Para os moradores de Goiás e do Distrito
Federal, onde o assassino múltiplo disseminara mortes e pânico ao longo de 20
dias, poder aplaudir a ação policial e festejar o fim do medo foi mais do que
compreensível. Já a celebração de vitória por parte do presidente da República,
via Twitter e em maiúsculas —“LÁZARO: CPF CANCELADO” —, ilustra a necropolítica
miliciana do chefe da nação. Segundo registro da Secretaria de Segurança
Pública do Estado de Goiás, Lázaro foi alvejado por 115 disparos: 58 com
pistola Sig Sauer, 32 com pistola Taurus, 25 com fuzil Bushmaster.

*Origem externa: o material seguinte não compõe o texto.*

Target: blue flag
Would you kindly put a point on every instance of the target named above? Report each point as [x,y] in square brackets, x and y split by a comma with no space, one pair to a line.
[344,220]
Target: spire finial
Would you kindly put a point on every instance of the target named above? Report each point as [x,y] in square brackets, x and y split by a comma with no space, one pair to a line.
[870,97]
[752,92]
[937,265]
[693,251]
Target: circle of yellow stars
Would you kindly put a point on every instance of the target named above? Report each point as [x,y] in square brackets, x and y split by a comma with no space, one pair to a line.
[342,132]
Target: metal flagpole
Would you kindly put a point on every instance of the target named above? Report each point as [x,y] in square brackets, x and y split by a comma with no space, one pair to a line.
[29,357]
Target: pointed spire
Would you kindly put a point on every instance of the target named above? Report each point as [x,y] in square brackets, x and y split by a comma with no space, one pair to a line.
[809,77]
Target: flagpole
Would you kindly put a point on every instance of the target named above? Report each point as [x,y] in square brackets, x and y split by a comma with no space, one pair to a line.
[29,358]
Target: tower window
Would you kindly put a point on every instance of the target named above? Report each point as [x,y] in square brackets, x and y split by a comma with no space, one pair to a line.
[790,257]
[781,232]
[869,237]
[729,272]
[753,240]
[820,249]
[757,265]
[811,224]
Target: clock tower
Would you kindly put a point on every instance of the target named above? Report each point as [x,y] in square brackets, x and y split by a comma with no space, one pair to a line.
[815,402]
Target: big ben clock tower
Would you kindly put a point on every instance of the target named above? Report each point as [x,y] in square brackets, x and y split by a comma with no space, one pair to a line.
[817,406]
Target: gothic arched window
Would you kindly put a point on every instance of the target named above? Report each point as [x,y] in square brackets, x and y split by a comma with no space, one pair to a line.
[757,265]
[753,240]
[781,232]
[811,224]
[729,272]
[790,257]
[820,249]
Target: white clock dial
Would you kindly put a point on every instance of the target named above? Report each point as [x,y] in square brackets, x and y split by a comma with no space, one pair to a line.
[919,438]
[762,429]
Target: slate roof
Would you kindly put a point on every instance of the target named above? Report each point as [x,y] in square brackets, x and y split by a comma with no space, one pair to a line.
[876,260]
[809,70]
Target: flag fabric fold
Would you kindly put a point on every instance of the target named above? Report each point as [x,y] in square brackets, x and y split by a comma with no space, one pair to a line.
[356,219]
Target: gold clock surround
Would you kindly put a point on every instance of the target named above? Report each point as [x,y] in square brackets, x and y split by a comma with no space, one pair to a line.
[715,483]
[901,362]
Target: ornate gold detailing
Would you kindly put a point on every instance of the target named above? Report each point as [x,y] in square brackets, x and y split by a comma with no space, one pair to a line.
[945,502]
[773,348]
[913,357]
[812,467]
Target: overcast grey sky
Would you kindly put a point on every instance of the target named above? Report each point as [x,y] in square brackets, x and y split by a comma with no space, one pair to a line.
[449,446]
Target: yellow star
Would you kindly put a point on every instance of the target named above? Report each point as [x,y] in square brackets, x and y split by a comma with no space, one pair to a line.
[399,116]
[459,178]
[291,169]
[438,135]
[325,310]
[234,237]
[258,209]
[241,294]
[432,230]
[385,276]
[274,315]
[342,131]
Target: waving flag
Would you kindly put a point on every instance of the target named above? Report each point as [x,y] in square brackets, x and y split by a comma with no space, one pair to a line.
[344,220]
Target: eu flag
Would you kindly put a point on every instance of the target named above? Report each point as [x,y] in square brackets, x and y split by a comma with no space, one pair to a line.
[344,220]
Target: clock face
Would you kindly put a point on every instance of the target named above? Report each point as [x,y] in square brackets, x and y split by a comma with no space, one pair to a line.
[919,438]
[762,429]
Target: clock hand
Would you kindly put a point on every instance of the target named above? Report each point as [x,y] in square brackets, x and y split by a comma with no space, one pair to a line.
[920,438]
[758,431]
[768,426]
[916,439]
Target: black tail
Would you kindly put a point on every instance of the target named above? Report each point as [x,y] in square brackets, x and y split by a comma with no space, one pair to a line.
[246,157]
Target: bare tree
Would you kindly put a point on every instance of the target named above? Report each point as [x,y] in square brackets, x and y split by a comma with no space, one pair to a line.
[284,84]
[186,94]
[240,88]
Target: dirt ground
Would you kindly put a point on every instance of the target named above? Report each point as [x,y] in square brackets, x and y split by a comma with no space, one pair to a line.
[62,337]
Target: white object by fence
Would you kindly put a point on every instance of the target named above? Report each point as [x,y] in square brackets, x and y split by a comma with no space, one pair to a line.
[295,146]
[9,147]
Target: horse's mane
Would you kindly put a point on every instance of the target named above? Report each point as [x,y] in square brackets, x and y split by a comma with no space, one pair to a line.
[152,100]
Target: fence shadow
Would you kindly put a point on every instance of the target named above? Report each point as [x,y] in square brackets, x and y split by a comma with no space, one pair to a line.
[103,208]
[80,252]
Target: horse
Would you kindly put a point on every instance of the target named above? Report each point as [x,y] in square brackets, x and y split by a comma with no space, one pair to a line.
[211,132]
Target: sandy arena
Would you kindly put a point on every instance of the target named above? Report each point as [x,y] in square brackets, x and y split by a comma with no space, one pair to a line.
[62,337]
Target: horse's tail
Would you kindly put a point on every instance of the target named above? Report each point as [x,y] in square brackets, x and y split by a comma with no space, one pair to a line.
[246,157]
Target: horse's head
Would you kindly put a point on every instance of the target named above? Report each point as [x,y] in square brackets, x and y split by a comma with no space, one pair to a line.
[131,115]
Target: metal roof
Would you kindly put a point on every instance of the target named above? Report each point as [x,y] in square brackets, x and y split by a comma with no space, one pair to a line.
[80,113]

Lázaro era um criminoso de alta periculosidade,
talvez até psicótico. Era dever do Estado capturá-lo a todo custo. De
preferência vivo, para melhor explorar suas eventuais conexões e rastros. Mas
ainda não foi desta vez. Sempre foi e continua a ser raríssima no Brasil a
captura com vida de bandidos com a cabeça a prêmio — seja porque morto não
fala, seja porque matar é mais fácil, e rajadas são mais midiáticas. O método
acabou se tornando prática corrente também no abate de pés de chinelo do crime,
ou meros “suspeitos”, ou ainda infelizes moradores pretos, pardos e/ou pobres
no caminho de operações policiais.
Nos últimos tempos, instituições criadas
para proteger o cidadão de ameaças externas (Forças Armadas) e internas
(Polícias Militares) têm dado sinais de desvio de função mais acentuado. À medida
que Bolsonaro se dedica a seduzir o baixo clero do Exército, este pode vir a
sentir algum compadrio com policiais militares. E, à medida que as PMs
estaduais se sabem apoiadas pelo capitão de Brasília, mais elas podem vir a se
aproximar de práticas milicianas. Quanto aos milicianos de raiz, estes já vivem
no país que gostam de chamar de seu. E servem de modelo oculto a “cidadãos de
bem” armados, apreciadores da violência.
A semana iniciada com o esperado desfecho
para o matador em Goiás se encerra numa calçada de São Paulo com o exercício
casual do pequeno poder policial. Na quinta-feira, um rapaz e outras dez
pessoas esquentavam mãos e corpo em torno de uma fogueira no estacionamento de
um varejão da capital. O frio já havia feito 12 mortos por hipotermia no
estado, segundo o Movimento Estadual da População em Situação de Rua. Chega uma
viatura de polícia, o grupo se dispersa, mas o rapaz de 18 anos não conseguiu
escapulir. Foi agredido a pauladas de ripas de madeira e socos pelos PMs, e sua
bicicleta foi jogada em cima da fogueira. A cena foi registrada em celular, e a
vítima apresentou queixa na delegacia.
Já, já o Brasil completará 200 anos.
Quantos invernos mais de violência doentia?